12 thoughts on “British Supreme Court Gags Media From Printing Names In Widely Discussed Elton John Sex Scandal”

  1. Mr. Schulte- “Thank you for outing Elton John.” !!!!? WTF.

    This comment says it all, or at least a lot. Elton John has been “out” for something like thirty, forty years.

    I know this forum is no longer a place for vibrant debate and intellectual skirmishing, but still…there should be at least be some nominal bit of pretense to avoiding the vapid and desultory remarks that are intended to do nothing more than rack up frequency of participation points.

    1. snickers – the outing of Elton John had to do with his involvement in the lawsuit, not that he was gay. In the UK the papers are prevented from printing his name or the other defendants. You can untwist you panties now.

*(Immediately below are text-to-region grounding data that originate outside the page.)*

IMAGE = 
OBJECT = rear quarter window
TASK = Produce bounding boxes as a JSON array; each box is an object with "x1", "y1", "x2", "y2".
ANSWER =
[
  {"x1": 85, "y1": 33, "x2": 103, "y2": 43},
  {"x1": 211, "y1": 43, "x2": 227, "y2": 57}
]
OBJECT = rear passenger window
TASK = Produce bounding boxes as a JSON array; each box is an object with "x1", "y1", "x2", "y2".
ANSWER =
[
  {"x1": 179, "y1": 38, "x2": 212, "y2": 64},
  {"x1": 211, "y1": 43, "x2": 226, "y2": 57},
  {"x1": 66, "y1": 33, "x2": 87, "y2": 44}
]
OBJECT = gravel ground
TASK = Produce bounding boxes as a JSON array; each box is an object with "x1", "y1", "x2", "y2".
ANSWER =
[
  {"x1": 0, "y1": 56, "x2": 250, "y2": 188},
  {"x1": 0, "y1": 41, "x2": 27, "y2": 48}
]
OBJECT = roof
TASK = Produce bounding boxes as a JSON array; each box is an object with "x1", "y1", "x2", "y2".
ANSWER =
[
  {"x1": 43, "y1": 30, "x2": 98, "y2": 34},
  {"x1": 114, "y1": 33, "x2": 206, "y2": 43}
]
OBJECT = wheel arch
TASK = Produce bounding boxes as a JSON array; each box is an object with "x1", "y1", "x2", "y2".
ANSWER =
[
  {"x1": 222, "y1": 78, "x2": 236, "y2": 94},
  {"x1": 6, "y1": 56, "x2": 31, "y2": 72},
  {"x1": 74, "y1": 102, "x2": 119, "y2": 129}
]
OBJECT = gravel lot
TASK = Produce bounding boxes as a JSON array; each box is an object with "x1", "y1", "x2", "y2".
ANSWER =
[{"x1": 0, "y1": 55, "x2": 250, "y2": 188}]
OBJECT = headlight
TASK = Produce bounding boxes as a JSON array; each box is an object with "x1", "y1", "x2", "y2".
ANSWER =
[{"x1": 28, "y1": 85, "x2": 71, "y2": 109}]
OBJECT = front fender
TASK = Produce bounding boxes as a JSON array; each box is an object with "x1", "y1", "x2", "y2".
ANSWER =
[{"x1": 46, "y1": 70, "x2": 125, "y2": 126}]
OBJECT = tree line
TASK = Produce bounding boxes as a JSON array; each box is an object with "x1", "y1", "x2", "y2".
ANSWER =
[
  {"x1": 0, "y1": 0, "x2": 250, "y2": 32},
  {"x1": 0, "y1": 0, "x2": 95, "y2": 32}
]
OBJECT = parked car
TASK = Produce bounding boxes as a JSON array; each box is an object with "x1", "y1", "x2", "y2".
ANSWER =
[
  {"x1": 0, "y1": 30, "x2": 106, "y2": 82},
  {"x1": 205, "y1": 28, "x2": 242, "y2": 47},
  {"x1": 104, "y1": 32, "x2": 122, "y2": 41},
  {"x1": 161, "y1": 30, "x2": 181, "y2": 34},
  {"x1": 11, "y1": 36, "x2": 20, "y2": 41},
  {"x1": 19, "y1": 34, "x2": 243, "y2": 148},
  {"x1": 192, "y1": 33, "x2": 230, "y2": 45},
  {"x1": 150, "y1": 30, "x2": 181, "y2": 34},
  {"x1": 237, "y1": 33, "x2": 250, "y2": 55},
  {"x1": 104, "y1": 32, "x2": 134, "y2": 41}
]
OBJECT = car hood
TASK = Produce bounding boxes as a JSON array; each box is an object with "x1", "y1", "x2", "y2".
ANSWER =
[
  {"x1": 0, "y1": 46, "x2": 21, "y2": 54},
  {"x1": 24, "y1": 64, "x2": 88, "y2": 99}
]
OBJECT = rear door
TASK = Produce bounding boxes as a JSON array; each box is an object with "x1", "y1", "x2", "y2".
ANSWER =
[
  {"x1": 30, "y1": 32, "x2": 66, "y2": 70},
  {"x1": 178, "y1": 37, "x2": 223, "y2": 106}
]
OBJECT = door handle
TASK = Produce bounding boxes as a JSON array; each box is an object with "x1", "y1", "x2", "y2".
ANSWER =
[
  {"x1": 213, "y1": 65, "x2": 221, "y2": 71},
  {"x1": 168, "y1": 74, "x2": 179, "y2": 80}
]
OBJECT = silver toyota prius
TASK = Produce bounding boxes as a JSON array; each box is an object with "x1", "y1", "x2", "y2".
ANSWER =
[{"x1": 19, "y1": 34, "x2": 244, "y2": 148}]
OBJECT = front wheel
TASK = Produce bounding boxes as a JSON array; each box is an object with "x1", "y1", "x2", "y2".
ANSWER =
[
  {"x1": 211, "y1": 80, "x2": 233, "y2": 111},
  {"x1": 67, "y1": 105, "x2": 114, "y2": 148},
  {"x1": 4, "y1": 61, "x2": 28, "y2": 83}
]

  2. I think all of us need to focus on the most vital and pressing issue of our times, instead of these trivial news stories. I speak, of course, of transgender bathrooms. So let’s us cease avoiding this issue and seeking distractions from it. Let us devote all of our free time to it. I’m confident that if we all do this, we will finally develop bathrooms that can be used by all, regardless of a person’s gender or genders, or various combinations and permutations thereof, whether or not involving body transformations, adjustments, or modifications of any kind, thereof.

  3. DAN —

    THINK: the owner here is a member of the 1%. How many 1%ers are progressive? Not many. The right-wing commenters are self-righteous, and they are usually the first ones to give us the benefits? of their opinion. A
    former LEO provides his special take on events each weekend. How often do you hear of a progressive Badge Man?

    They opine, we read — or don’t.

  4. A very poor article. For one thing, this isn’t a “rollback” or a “rapid decline”. British law has always been this way. They don’t have a written constitution, and do not have the same precedential history as the US. The ruling is technically correct, according to British law. There is no public interest in this story worthy of mention. It is merely the lowest form of tabloid voyeurism. Yes, foreign internet access has revealed the information. But are you suggesting that judges ignore the laws in place, or enact an extreme form of judicial activism? The laws probably do need to be changed, but that is a job for the UK legislature, not a court.

    I’m concerned because this site used to be a useful resource, and now seems to have descended into knee-jerk populism. Notice how most of the comments are right-wing and homophobic. Not good. I have noticed that all the old commentators have disappeared.

  5. Britain or England as it was called is not a free country. They do not have a Constitution or Bill of Rights. They worship a Queen. They wish to protect bent guys like Elton John and the upper class.

  6. Sir Elton gets LGBT protection while pedophile priests private sexual encounters go to court?

  7. Gary Triestman: It’s nearly impossible to get a gag order or even to seal a file or portion thereof in a California family court. The standard for good cause to do so way up there. Paternity cases are not available to public inspection without an order, however.

    Regarding Sir Elton, I thought all British Knights were protected against media investigation of their sexual promiscuity? Live and learn.

  8. This occurs daily here in America in a microcosm in thousands of court cases, usually family court cases.
    The courts issue gag orders on non-privileged information for the convenience of the court, usually to protect the court’s own injustices.
    The gag orders are effectively unappealable, because appeals can take months to years to address such unconstitutional orders.
    So although such activity is presumptively illegal here in America, it is treated effectively as a scofflaw by the very courts that are meant to protect them.

  9. Thank you for outing Elton John. I read an article on this in a British paper and they were prevented from naming names. I had no idea who they were talking about. All I know is that 3 people were involved, there was lubricant involved and they are famous.